In particolare, è stato stabilito che l’imposta sostitutiva in esame ex articolo 7 della legge 448/2001 è un’imposta volontaria, in quanto è frutto di una libera scelta del contribuente, il quale opta per la rideterminazione del valore del bene, con conseguente versamento dell’imposta sostitutiva, nella prospettiva, in caso di futura cessione, di un risparmio sull’imposta ordinaria altrimenti dovuta sulla plusvalenza non affrancata; in cambio, l’Amministrazione finanziaria riceve un immediato introito fiscale.
L’opzione fiscale in oggetto non rientra tra le dichiarazioni di scienza suscettibili di essere corrette in caso di errore, bensì tra le manifestazioni di volontà irretrattabili (salvo il caso di errore obiettivamente riconoscibile ed essenziale ai sensi dell’articolo 1428 del Codice civile), per le quali non sono ravvisabili i presupposti per il ricorso alla procedura del rimborso prevista dall’articolo 38 del Dpr 602/1973, non essendo configurabile un errore materiale (obiettivamente riconoscibile ed essenziale), bensì una scelta discrezionale compiuta dal contribuente, e non ricorrendo un’ipotesi di duplicazione o inesistenza dell’obbligazione.
Alle stesse conclusioni, peraltro, è giunta qualche tempo fa la Cassazione in merito alla rivalutazione delle partecipazioni: in particolare, è stato stabilito che la scelta del contribuente di optare, attraverso la perizia giurata di stima e il versamento anche solo della prima rata dell’imposta sostitutiva, per la rideterminazione del costo o valore di acquisto delle partecipazioni costituisce atto unilaterale dichiarativo di volontà, che, giunto a conoscenza del destinatario, ovvero dell’Amministrazione finanziaria, attraverso il detto pagamento dell’imposta sostitutiva, comporta di per sé quale suo effetto la rideterminazione del valore della partecipazione, e, pertanto, in base ai principi generali di cui agli articoli 1324 e 1334 del Codice civile e seguenti, non può essere revocato per scelta unilaterale del contribuente; non ha pregio, pertanto, la tesi per cui un comportamento meramente omissivo, quale il mancato pagamento di un importo autoliquidato, valga quale comportamento concludente atto a revocare e cancellare retroattivamente l’adesione alla duplice agevolazione fiscale, costituita dalla scelta di versare l’imposta sostitutiva e di rateizzarla (Cassazione 21049/2018).

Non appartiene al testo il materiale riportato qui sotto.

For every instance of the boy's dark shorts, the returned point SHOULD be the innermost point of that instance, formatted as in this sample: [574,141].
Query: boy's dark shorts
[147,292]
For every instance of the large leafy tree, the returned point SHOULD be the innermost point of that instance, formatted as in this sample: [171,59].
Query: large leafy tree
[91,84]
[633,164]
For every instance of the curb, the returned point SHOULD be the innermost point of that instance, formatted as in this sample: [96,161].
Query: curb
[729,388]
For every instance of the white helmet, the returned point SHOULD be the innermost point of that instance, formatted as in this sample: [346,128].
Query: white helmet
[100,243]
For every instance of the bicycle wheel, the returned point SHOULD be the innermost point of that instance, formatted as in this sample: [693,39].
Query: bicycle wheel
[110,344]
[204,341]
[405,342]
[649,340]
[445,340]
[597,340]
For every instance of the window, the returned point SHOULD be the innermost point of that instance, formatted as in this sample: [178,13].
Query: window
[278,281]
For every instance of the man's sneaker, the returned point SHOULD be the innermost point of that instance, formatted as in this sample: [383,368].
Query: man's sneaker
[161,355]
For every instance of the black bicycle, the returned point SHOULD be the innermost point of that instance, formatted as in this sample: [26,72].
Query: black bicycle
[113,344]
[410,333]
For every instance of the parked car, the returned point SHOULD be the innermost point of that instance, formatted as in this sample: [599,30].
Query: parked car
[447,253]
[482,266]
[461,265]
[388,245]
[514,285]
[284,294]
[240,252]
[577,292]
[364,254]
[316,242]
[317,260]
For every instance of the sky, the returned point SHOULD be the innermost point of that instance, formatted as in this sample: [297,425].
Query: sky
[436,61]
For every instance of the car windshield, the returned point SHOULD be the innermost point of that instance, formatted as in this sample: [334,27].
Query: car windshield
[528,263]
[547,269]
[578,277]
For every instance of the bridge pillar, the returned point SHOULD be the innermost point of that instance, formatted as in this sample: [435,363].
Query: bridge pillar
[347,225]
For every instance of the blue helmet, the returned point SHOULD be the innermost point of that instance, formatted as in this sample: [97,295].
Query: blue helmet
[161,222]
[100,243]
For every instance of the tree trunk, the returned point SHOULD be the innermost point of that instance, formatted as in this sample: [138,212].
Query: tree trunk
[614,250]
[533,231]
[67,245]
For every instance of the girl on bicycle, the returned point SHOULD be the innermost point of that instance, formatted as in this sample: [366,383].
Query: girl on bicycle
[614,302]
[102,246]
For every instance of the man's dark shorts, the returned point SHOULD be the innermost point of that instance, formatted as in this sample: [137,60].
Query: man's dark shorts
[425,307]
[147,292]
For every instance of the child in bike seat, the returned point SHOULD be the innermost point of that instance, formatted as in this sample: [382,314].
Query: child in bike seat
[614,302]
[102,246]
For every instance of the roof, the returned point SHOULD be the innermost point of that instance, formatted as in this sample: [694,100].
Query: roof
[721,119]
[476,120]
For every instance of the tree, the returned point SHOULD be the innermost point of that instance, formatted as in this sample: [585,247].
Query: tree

Proprio recentemente, tuttavia, i giudici di legittimità hanno altresì stabilito che il contribuente, dopo aver effettuato una prima rivalutazione della partecipazione, con conseguente versamento dell’imposta, può chiedere, se è ancora in possesso di tale partecipazione, ove venga introdotta una disciplina fiscale più favorevole, una nuova determinazione del valore, con diritto a usufruire del rimborso, stante il generale principio del divieto di doppia imposizione, in misura non superiore a quanto dovuto, in base all’ultima rideterminazione del valore effettuata, fino alla concorrenza dei due importi; deve, dunque, essere escluso il rimborso in misura superiore all’importo dovuto in base all’ultima rideterminazione di valore della partecipazione sociale effettuata (Cassazione 22212/2019).
In conclusione, da quando sopra si evince che la scelta del contribuente di operare la rivalutazione non è ritrattabile e, pertanto, una volta che l’imposta sostitutiva di rivalutazione del terreno o della partecipazione sia stata versata, non è rimborsabile, ad eccezione dell’ipotesi in cui il contribuente proceda a una seconda rivalutazione, nel qual caso spetta il rimborso nei limiti poc’anzi indicati.